Katılım bankaları bir araya gelir ve fikir birliği oluşturursa önemli aşamalar kaydeder. Katılım bankaları gazeteye reklam verdiğinde, broşür dağıttığında bunun etkisi kısa olur. Ama bir filmde ya da dizide katılım bankasından kredi kullanarak evlilik maceraları anlatılsa çok fazla etkisi olur. ABD'de bu tür örnekleri görüyoruz. James Stewart'ın Wonderful Life filminde faizsiz bankacılık kullanılmıştır. Biz bu filmi 20 dakika özet haline getirdik ve çalışanlarımıza bunun üzerinden eğitim veriyoruz. 'İslam'da Bankacılık ve Finansman' kitabımda faizsiz bankacılık her yönüyle ele alındı.'

Bank Asya Genel Müdürü Abdullah Güzeldülger de katılım bankacılığının payının yüzde 15'lere çıkarılması için yabancı sermaye girişini teşvik edecek bankacılık lisansı verilmesi gerektiğini söyledi.
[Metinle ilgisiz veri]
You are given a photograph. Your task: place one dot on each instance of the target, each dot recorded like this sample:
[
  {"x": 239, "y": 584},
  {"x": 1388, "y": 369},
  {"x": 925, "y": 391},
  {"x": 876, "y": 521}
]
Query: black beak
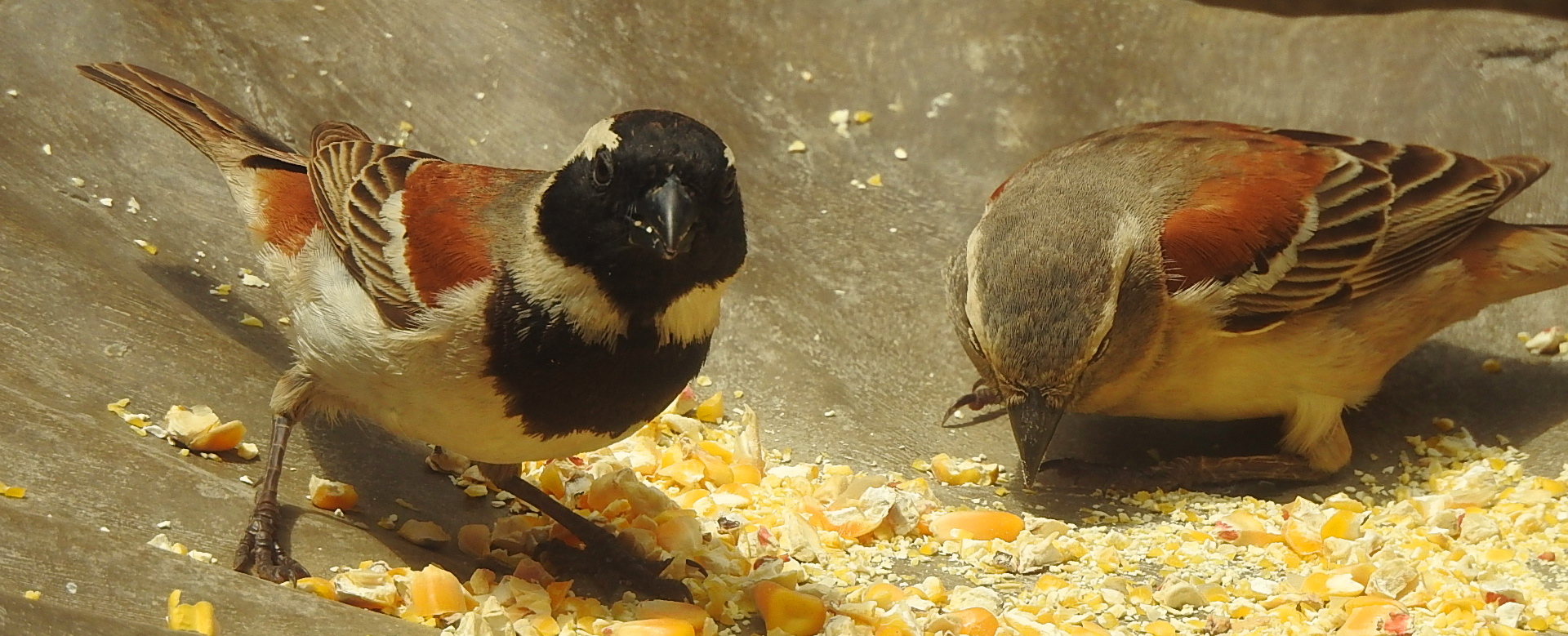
[
  {"x": 1034, "y": 424},
  {"x": 670, "y": 213}
]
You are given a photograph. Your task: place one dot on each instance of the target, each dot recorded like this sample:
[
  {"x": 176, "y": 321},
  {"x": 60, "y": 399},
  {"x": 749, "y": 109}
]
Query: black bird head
[{"x": 648, "y": 204}]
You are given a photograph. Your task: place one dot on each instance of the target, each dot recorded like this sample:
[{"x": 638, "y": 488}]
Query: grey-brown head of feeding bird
[{"x": 1220, "y": 271}]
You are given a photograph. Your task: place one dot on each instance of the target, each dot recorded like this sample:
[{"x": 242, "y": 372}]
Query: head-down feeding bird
[
  {"x": 1218, "y": 271},
  {"x": 458, "y": 305}
]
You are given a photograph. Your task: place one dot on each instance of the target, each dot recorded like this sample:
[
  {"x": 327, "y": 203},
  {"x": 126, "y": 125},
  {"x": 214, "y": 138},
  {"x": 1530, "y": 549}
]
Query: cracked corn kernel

Güzeldülger, katılım bankacılığının öz kaynak karlılığının konvansiyonel bankaların üzerine çıkarılması için bankaların daha verimli ve dijital alana ağırlık vermesi, katılım bankalarının internet ve masrafsız bankacılık uygulamalarının ön plana çıkarılması gerektiğini bildirdi.